No dia seguinte Zampanó sai da cadeia e encontra Gelsomina, fiel, junto à carripana. Voltam a partir. São apanhados por um temporal e abrigam-se num convento onde as freiras os deixam pernoitar no celeiro. Gelsomina toca, na corneta, a belíssima canção sem nome que ouvira a "Il Matto". E, nessa noite, diz a Zampanó que até casava com ele e que é preciso pensar que todas as coisas servem para alguma coisa. Chega a perguntar a Zampanó se gosta um bocadinho dela mas só o silêncio lhe responde.

A tempestade acorda-os a meio da noite. Zampanó vê, para lá de umas grades, objectos em prata que tenta roubar. Mas as suas mãos são demasiado grandes para passar por entre os ferros e pede a Gelsomina para ver se consegue. Ela recusa-se e ele bate-lhe.

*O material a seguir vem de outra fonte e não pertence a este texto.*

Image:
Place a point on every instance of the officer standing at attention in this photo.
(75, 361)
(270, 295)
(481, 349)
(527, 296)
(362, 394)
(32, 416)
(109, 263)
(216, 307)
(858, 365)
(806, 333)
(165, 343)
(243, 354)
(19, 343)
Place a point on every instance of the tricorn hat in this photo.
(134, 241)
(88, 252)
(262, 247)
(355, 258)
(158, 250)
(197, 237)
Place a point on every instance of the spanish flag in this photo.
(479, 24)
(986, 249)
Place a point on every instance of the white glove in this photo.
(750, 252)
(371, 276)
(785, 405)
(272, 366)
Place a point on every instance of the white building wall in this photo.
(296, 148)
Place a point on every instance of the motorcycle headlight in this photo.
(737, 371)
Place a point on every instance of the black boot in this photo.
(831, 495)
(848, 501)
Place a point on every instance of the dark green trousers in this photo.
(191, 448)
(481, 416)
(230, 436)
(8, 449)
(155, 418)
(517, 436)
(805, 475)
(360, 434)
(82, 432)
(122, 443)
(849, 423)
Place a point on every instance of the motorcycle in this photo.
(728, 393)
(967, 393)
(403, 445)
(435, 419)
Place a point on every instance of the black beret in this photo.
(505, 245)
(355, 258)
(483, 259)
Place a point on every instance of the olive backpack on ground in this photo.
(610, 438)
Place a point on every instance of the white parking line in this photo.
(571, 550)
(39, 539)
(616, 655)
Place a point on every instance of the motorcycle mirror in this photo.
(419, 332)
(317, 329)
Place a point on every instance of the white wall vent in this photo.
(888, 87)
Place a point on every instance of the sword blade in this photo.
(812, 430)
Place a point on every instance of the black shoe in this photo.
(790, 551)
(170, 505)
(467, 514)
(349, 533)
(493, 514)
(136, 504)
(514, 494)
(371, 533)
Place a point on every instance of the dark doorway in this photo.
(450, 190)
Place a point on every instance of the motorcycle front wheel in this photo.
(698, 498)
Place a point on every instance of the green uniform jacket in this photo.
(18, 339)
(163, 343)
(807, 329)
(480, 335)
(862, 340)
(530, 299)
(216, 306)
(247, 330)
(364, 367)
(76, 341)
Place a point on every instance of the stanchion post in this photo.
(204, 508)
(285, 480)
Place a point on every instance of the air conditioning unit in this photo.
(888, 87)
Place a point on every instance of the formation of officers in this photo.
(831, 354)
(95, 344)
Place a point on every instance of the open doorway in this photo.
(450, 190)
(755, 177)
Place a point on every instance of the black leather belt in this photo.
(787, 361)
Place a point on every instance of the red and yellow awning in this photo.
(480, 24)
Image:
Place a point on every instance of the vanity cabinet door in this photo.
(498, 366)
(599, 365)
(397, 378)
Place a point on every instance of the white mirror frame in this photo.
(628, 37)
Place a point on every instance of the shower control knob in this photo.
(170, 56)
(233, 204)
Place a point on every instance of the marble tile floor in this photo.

De manhã metem-se à estrada. Encontram o carro de "Il Matto" parado, com um furo num pneu. Zampanó quer vingar-se e agride-o. Mas não mede a sua força e, sem querer, mata-o. Gelsomina ainda grita "Il Matto está mal", mas Zampanó não lhe liga. Esconde o corpo e atira o carro por uma ribanceira.

Inverno. Zampanó continua a fazer o seu número de terra em terra mas Gelsomina, transtornada, já nem para tocar o tambor serve. Cai à cama doente e Zampanó começa a ter algumas atenções para com ela. Mas Gelsomina ganhou-lhe medo e o homem, desesperado, abandona Gelsomina com a sua corneta, enquanto dorme à beira de uma casa em ruínas.

Anos depois, Zampanó está agora num circo e um dia, ao vaguear na rua, ouve uma mulher cantar a mesma melodia que fascinara Gelsomina. Procura a origem do som e pergunta à mulher onde aprendera aquela canção. Ela diz-lhe que a ouvira, há vários anos, a uma rapariga que andava por ali, febril e louca, tocando-a numa corneta. E quando Zampanó quer saber de Gelsomina, ela diz-lhe que a pobrezinha morreu.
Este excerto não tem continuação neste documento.